Thursday, November 6, 2008

Commodities: US Dollar Strengthens

As Europe is starting to be hit hard by a weakening economy, central banks dropped lending rates in hopes of spurring investment. In response, the U.S. dollar strengthened today against the British pound and the euro. That won't keep the collapse of the U.S dollar from happening.

While the move by the European Central Bank of cutting its benchmark rate by 50 basis points was as expected, dropping it to 3.25 percent, the Bank of England shocked investors with an extraordinary cut of 150 points, bringing rates down to 3 percent. The Swiss National Bank dropped rates by 50 points to 2 percent.

[Most Recent Exchange Rate from]

ECB President Jean-Claude Trichet said in a Reuters Television interview that a cut next month is a possibility, depending on the circumstances faced.

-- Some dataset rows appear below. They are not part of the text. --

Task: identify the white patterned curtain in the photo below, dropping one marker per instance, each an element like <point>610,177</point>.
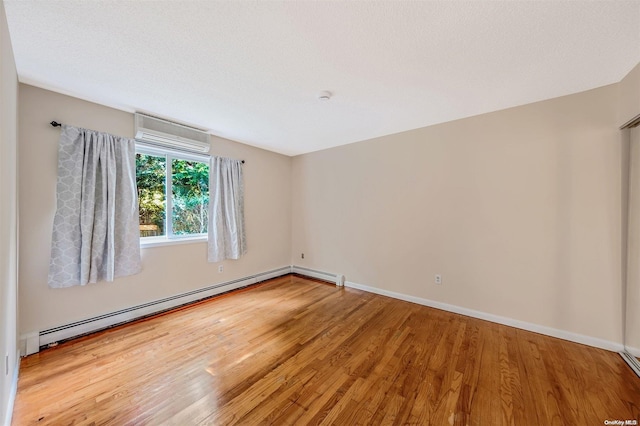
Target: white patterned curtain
<point>227,238</point>
<point>95,229</point>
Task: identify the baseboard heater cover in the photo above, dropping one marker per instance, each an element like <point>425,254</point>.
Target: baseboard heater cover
<point>101,322</point>
<point>337,279</point>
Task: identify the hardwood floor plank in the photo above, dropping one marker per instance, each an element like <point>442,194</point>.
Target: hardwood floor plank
<point>295,351</point>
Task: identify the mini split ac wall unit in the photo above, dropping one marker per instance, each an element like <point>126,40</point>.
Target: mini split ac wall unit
<point>159,132</point>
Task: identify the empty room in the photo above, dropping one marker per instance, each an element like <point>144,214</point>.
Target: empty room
<point>319,212</point>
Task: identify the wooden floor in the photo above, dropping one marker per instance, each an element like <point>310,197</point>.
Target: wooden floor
<point>296,351</point>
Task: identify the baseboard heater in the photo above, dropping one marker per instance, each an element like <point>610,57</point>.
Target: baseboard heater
<point>337,279</point>
<point>101,322</point>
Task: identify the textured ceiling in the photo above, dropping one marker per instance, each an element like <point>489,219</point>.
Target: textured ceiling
<point>251,71</point>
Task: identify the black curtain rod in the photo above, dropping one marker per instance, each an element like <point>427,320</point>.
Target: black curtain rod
<point>56,124</point>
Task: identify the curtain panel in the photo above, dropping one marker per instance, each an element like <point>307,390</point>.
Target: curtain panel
<point>95,230</point>
<point>227,239</point>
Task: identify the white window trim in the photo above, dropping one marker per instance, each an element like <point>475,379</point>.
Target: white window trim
<point>147,242</point>
<point>169,154</point>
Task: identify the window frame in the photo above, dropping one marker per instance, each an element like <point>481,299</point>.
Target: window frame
<point>170,154</point>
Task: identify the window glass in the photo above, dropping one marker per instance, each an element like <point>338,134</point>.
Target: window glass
<point>182,190</point>
<point>150,179</point>
<point>190,194</point>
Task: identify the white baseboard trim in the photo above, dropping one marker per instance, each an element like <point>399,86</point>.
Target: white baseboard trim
<point>337,279</point>
<point>12,391</point>
<point>631,361</point>
<point>548,331</point>
<point>633,351</point>
<point>101,322</point>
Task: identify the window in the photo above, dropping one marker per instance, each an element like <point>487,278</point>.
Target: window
<point>173,194</point>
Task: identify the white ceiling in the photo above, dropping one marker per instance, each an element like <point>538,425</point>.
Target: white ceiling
<point>251,71</point>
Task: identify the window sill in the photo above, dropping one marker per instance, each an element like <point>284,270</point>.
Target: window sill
<point>146,242</point>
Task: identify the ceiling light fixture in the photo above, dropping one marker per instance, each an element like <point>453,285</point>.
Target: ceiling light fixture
<point>324,95</point>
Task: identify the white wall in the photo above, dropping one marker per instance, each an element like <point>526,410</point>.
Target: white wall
<point>168,270</point>
<point>629,109</point>
<point>519,210</point>
<point>8,218</point>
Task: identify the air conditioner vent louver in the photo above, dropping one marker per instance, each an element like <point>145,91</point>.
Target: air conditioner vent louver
<point>165,133</point>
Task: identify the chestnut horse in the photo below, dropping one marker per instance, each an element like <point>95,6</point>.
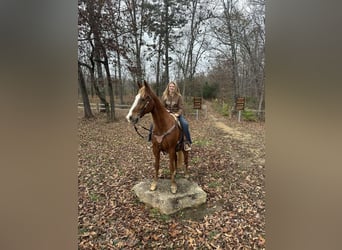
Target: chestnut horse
<point>167,135</point>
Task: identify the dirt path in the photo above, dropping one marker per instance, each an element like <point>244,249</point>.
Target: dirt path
<point>249,138</point>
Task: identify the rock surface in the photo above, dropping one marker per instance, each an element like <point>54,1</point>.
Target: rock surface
<point>189,194</point>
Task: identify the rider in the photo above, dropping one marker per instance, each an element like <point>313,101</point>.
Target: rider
<point>173,102</point>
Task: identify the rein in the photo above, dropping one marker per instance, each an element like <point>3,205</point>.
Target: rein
<point>136,129</point>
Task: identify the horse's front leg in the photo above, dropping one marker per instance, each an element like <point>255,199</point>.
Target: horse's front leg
<point>156,168</point>
<point>172,157</point>
<point>186,163</point>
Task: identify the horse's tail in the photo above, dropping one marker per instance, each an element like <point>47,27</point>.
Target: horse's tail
<point>180,159</point>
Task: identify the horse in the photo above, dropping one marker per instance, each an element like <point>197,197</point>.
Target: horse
<point>167,133</point>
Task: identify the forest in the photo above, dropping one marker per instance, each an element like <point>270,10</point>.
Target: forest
<point>212,49</point>
<point>215,51</point>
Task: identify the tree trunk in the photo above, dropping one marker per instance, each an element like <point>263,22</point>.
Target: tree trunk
<point>110,90</point>
<point>87,110</point>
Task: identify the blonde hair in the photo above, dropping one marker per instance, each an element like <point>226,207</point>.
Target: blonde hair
<point>166,92</point>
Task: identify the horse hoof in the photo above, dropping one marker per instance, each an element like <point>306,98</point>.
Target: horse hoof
<point>173,189</point>
<point>153,186</point>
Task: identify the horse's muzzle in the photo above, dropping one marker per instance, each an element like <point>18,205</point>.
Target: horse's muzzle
<point>133,120</point>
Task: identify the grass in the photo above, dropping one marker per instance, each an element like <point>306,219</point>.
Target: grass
<point>202,142</point>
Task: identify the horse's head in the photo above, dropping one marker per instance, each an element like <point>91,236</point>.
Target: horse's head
<point>143,104</point>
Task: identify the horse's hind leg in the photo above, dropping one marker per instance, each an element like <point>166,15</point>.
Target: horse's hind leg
<point>156,168</point>
<point>186,162</point>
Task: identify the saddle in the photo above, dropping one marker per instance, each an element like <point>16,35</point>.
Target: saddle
<point>176,119</point>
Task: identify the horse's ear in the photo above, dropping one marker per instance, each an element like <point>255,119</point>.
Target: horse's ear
<point>139,84</point>
<point>146,85</point>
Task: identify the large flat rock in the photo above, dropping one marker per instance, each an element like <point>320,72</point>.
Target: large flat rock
<point>189,194</point>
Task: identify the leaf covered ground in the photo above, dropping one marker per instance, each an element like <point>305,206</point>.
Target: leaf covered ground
<point>227,160</point>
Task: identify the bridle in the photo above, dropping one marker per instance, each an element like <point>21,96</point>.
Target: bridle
<point>140,114</point>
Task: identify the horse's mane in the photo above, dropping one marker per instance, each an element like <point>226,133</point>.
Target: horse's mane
<point>147,89</point>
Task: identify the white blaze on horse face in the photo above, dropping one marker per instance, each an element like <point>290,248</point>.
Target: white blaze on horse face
<point>135,103</point>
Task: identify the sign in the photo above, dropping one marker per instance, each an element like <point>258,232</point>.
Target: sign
<point>240,103</point>
<point>197,102</point>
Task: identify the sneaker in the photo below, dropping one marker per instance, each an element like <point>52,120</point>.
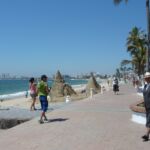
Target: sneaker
<point>145,137</point>
<point>45,119</point>
<point>41,121</point>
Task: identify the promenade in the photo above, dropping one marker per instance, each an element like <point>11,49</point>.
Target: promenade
<point>101,123</point>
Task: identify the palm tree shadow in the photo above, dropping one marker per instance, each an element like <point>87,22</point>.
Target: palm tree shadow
<point>57,120</point>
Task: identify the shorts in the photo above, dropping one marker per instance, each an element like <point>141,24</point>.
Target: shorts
<point>44,103</point>
<point>33,95</point>
<point>148,119</point>
<point>115,88</point>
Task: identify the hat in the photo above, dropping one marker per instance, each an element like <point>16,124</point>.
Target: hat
<point>147,75</point>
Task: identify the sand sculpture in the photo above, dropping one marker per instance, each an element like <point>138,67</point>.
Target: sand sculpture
<point>60,88</point>
<point>92,84</point>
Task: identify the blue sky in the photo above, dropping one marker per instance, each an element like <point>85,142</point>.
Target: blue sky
<point>73,36</point>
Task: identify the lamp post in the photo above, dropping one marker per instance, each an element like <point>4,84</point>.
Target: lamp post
<point>148,31</point>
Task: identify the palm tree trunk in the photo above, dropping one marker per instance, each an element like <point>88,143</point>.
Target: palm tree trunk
<point>148,30</point>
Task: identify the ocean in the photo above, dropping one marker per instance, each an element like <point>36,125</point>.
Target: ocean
<point>15,88</point>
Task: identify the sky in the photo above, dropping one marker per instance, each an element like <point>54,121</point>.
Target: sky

"I didn't exclude a further cut in December, depending on the data, depending on the information that will be gathered, depending on the projections that we could examine at the time, including of course the staff projections."

Analyst believe the rates for the ECB will drop to 2.5 percent by the middle of 2009.

Trichet added that while it looks like inflation will fall below 2 percent for 2009 for the Euro zone, oil and commodity prices will determine if that will be the reality. In October inflation dropped to 3.2 percent from its high of 4.0 percent during the summer months.

The European Commission isn't expecting any economic growth in the region over the next year.

[Most Recent Exchange Rate from]

All the ups and downs of the U.S. dollar, and the press alerting us to when it rises, won't keep the greenback for collapsing sometime soon - the U.S. dollar could collapse in 2009.